The last few weeks saw San Diego Mayor Sander veto a critical water recycling project that would provide a safe, municipally-owned source of water for the region, the Coastal Commission approve a desalination project that will continue a legacy a coastal destruction and exacerbate global warming, and the San Diego City Council move ahead with plans to apply for an exemption from federally-mandated secondary treatment standards for our Point Loma Wastewater Treatment facility. All-in-all, a bad month for our coast and a telling statement about the state of our leadership that still opts forthe easy way out rather than making difficult choices that are in the best long-term interest of our region.

Before I go on the offensive against our elected and agency officials and community leaders who have been reeled in hook-line-and-sinker by false promises — if not outright lies about desalination — it is important to first take a moment for self-reflection. The environmental community, with its limited resources, came to this battle late and we have not yet been able to recover against a Poseidon Resources campaign that several Coastal Commissioners and elected officials have called the most organized they have ever seen. That does not mean our concerns are not valid, nor does it render incorrect our conclusion that the proposed Carlsbad Desalination Plant (CDP) is a boondoggle that will have significant impacts on our local environment — only that we have not yet articulated our opposition clearly enough to the public, and not quickly enough to key decision-makers.

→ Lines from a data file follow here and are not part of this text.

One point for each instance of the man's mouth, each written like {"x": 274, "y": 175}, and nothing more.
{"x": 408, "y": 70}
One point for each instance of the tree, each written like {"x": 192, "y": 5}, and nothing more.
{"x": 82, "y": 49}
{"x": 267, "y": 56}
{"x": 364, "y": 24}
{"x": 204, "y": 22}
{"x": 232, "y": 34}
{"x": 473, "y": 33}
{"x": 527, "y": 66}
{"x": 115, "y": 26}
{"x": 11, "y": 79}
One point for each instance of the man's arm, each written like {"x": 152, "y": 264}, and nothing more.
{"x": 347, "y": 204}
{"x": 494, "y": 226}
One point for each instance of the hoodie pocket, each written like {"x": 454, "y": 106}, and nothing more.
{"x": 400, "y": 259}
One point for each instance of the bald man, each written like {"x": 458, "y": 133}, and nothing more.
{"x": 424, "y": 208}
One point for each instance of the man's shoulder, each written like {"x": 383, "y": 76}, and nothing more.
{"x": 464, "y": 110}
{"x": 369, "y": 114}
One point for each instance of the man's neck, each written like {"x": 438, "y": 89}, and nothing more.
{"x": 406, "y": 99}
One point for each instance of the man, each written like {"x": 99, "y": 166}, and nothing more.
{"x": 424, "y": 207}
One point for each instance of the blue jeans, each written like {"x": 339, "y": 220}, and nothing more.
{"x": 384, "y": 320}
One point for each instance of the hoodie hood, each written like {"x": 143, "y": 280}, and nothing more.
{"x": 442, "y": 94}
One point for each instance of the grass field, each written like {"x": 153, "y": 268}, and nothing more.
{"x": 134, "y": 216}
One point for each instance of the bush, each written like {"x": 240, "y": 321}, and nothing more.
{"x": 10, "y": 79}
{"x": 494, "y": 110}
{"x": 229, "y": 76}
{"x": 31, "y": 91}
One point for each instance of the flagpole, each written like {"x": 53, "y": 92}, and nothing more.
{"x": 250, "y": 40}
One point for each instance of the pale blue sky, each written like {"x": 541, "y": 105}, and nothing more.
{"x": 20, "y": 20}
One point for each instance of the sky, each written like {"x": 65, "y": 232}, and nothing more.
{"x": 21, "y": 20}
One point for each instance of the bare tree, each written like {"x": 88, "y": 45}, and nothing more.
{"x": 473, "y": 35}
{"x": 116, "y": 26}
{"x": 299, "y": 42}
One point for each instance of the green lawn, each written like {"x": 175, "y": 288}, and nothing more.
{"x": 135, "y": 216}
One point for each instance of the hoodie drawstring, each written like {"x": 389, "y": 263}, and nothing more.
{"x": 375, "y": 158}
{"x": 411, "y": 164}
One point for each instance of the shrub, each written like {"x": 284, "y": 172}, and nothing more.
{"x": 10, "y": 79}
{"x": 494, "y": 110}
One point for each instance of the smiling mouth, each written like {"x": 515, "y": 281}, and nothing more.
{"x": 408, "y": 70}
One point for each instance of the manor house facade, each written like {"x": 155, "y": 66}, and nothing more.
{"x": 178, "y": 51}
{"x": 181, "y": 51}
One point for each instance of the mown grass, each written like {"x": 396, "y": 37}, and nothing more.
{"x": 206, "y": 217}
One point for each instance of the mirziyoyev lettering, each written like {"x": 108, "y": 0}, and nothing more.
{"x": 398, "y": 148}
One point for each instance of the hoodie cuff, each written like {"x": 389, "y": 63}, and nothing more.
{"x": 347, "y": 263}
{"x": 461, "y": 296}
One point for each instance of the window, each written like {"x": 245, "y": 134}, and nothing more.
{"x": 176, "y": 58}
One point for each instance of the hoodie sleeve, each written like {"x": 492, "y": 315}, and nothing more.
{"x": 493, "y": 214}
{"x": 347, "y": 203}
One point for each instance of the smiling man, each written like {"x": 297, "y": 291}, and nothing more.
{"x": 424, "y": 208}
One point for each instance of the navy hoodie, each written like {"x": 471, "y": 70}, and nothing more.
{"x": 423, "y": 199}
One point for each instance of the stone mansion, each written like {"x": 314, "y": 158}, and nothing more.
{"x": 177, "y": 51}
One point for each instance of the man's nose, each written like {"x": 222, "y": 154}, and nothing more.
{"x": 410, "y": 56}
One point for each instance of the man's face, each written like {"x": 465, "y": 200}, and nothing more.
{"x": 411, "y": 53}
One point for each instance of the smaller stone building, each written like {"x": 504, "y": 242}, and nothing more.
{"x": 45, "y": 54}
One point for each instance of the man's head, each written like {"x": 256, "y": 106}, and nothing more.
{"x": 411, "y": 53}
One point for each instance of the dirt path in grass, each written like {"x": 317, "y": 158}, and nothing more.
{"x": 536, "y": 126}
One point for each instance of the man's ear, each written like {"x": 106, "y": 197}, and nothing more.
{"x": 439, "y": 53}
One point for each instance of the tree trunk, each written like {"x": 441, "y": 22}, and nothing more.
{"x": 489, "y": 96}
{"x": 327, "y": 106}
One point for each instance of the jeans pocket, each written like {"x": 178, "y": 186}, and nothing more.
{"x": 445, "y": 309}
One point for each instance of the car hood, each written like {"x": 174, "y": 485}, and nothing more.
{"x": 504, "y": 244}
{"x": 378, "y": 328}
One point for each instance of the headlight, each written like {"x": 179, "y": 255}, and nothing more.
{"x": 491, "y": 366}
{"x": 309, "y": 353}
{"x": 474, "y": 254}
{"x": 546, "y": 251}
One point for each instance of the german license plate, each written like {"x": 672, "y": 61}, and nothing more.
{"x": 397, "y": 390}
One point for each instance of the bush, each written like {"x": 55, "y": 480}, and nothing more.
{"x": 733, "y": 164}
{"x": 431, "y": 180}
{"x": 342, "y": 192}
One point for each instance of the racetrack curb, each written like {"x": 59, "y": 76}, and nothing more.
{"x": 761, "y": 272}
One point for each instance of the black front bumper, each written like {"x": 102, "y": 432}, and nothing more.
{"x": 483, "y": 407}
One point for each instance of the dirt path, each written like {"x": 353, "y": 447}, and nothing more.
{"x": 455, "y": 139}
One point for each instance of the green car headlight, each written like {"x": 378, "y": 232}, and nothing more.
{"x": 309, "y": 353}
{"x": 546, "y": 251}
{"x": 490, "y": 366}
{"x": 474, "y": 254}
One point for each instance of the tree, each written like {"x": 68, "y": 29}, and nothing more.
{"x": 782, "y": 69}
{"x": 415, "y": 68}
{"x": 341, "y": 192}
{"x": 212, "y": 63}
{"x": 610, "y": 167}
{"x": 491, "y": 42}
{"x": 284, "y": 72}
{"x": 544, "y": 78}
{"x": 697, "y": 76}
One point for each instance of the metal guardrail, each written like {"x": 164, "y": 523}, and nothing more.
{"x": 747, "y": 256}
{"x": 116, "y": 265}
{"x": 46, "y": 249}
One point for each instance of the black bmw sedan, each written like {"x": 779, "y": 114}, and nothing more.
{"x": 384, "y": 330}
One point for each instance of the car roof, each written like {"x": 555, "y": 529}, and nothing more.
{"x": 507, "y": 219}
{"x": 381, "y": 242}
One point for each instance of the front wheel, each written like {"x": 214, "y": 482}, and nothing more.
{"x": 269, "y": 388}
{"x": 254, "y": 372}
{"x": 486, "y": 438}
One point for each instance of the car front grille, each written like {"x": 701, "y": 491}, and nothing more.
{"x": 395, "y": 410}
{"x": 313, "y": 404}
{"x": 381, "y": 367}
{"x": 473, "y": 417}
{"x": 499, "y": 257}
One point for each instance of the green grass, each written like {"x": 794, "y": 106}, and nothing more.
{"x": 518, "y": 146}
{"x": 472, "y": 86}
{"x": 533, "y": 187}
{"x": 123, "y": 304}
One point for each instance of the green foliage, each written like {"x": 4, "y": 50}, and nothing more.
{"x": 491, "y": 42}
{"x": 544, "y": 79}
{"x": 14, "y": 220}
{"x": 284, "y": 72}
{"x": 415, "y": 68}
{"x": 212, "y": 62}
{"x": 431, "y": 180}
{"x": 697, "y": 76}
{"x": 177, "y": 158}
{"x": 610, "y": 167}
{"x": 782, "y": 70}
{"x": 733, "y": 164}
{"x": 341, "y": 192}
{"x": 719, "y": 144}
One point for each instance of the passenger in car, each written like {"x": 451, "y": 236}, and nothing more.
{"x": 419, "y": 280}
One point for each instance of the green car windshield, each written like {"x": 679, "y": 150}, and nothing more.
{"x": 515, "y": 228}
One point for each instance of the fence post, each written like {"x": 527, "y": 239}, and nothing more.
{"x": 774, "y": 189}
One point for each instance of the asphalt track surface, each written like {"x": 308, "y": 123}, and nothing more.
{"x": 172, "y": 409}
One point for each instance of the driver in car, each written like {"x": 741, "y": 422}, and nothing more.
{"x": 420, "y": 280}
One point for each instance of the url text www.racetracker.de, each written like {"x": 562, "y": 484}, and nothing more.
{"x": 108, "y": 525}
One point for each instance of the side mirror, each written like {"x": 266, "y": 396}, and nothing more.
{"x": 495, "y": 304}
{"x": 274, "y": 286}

This admission does not absolve agency and elected officials of their responsibility to follow the laws they are sworn to uphold, and to provide leadership in pursuing policies that are in the best interest of the region, even at times against well-organized opposition. While we may have come late to the game, the environmental community did in fact put together what should have been a compelling case against the CDP, which was presented to these officials prior to and at the Coastal Commission hearing.

That our agency and elected representatives chose to ignore valid and significant concerns laid out by the environmental community and the Coastal Commission staff and instead put us on a dangerous path for our region falls squarely on their shoulders.

My following posts will hopefully clearly and succinctly outline why we are opposed to the CDP, what better options are available to develop local, drought-proof water supplies, and why we are disappointed in many of our decision-makers who have chosen convenience over thoughtfulness, promises over facts, and short-term gain over long-term protection.